Definitions – Homesickness is defined as the distress and functional impairment caused by an actual or anticipated separation from home. (See 'Definitions' above.)

Risk factors – Risk factors for homesickness include lack of experience with separation or the new environment, negative attitudes toward the separation or the environment, insecure attachment to the primary caregiver, and little or no involvement in the decision-making process. (See 'Risk factors' above.)

Clinical features – Most children with homesickness present with withdrawn or depressed behaviors.

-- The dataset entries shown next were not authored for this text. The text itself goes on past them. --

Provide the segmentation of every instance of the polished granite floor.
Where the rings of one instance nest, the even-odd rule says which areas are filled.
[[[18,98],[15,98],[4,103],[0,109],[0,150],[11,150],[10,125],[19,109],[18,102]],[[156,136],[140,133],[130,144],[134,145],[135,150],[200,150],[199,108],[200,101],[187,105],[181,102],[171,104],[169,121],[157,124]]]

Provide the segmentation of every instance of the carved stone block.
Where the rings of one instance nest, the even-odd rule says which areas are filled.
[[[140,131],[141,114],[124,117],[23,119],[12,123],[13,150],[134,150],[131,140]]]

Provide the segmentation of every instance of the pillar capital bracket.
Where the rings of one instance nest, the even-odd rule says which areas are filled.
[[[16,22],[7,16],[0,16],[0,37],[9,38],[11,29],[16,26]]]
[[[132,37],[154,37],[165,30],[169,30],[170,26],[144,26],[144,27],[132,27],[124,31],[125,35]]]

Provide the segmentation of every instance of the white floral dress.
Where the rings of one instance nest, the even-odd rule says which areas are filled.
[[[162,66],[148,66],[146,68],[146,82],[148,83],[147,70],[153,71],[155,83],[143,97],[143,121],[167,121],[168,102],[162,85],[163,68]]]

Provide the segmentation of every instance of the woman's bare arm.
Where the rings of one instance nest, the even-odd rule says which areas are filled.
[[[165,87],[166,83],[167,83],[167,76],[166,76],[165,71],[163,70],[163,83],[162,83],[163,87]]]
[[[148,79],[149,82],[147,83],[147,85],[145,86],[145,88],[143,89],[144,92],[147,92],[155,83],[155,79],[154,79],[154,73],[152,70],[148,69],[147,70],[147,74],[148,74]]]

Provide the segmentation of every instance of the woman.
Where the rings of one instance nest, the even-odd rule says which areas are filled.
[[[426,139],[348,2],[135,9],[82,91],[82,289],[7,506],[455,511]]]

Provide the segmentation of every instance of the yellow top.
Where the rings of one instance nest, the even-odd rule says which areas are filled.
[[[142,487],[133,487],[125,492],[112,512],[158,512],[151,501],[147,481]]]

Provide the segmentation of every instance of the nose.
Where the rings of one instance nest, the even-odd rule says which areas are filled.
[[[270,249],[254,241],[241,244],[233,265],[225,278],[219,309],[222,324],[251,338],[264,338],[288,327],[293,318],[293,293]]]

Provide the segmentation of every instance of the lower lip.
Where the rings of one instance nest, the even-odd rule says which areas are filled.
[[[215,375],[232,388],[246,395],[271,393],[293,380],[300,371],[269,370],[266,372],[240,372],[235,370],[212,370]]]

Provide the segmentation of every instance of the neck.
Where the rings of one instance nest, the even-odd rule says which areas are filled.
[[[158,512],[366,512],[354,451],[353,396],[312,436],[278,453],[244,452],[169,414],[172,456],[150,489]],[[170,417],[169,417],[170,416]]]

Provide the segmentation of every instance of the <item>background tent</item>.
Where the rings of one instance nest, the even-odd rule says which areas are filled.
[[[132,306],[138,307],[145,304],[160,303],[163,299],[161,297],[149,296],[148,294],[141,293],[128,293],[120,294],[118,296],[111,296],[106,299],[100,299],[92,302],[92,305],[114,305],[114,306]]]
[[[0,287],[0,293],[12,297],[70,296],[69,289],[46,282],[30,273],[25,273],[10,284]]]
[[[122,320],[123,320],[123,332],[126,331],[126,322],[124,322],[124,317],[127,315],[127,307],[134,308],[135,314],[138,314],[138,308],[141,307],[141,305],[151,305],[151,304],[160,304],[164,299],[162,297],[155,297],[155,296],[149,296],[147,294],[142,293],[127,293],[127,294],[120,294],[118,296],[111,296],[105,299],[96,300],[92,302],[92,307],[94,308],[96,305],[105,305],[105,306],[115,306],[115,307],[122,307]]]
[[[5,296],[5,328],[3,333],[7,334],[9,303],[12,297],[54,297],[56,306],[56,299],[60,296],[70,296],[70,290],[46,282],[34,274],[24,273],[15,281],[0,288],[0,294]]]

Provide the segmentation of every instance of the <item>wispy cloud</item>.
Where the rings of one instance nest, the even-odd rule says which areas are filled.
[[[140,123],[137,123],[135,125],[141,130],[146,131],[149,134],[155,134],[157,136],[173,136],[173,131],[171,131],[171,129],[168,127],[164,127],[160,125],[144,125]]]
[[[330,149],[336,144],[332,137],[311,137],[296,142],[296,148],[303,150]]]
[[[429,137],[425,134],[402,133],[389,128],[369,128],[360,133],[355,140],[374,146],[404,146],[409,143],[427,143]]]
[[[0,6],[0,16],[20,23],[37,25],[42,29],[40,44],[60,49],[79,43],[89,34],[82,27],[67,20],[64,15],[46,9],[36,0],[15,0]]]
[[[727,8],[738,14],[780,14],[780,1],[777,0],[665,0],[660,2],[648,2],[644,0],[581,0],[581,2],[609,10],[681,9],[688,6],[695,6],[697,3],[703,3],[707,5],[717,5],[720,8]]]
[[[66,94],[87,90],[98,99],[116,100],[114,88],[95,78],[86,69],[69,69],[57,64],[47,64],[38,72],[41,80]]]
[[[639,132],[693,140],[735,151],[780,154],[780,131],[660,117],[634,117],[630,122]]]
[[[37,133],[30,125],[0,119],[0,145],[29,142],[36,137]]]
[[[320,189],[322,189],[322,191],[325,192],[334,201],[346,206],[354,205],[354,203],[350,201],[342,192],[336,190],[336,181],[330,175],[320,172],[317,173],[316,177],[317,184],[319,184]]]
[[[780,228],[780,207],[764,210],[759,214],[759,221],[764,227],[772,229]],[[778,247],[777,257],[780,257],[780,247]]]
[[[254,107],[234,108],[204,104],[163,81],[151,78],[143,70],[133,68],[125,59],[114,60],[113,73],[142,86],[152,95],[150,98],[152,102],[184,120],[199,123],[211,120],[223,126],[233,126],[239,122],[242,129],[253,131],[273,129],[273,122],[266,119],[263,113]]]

However, some present with somatic complaints or externalizing behaviors (eg, anger, irritability, fighting, swearing, or destroying property). (See 'Clinical features' above.)

Clinical course – Moderate/severe homesickness typically does not improve spontaneously but can be largely prevented. (See 'Clinical course' above.)

Diagnosis – The diagnosis of homesickness is made by asking the question, "How homesick have you been feeling?" (See 'Diagnosis' above.)

Prevention – Primary care clinicians and caregivers can work together to prevent homesickness during planned separations (table 1) or hospitalizations (table 2). (See 'Planned separations' above and 'Hospitalization' above.)

Management – Management of homesickness involves normalizing homesickness, teaching effective coping strategies, building social connections, helping children maintain perspective, and fostering commitment to the new environment. (See 'General guidelines' above.)

Effective coping strategies include distraction, social connection, asynchronous contact with home (eg, writing a letter, looking at a photograph), social support, acculturation, optimism, perspective, cognitive avoidance, and vicarious social support. (See 'Coping strategies' above.)

Coping strategies that are ineffective include relinquished control, fantasy, delinquent behavior, and escape. (See 'Coping strategies' above.)

The kind and frequency of child-caregiver contact during separation depends upon the goals of the separation. (See 'Contact with home' above.)

We strongly discourage caregivers from making "pick-up deals" with their children during planned, recreational separations. (See 'Pick-up deals' above.)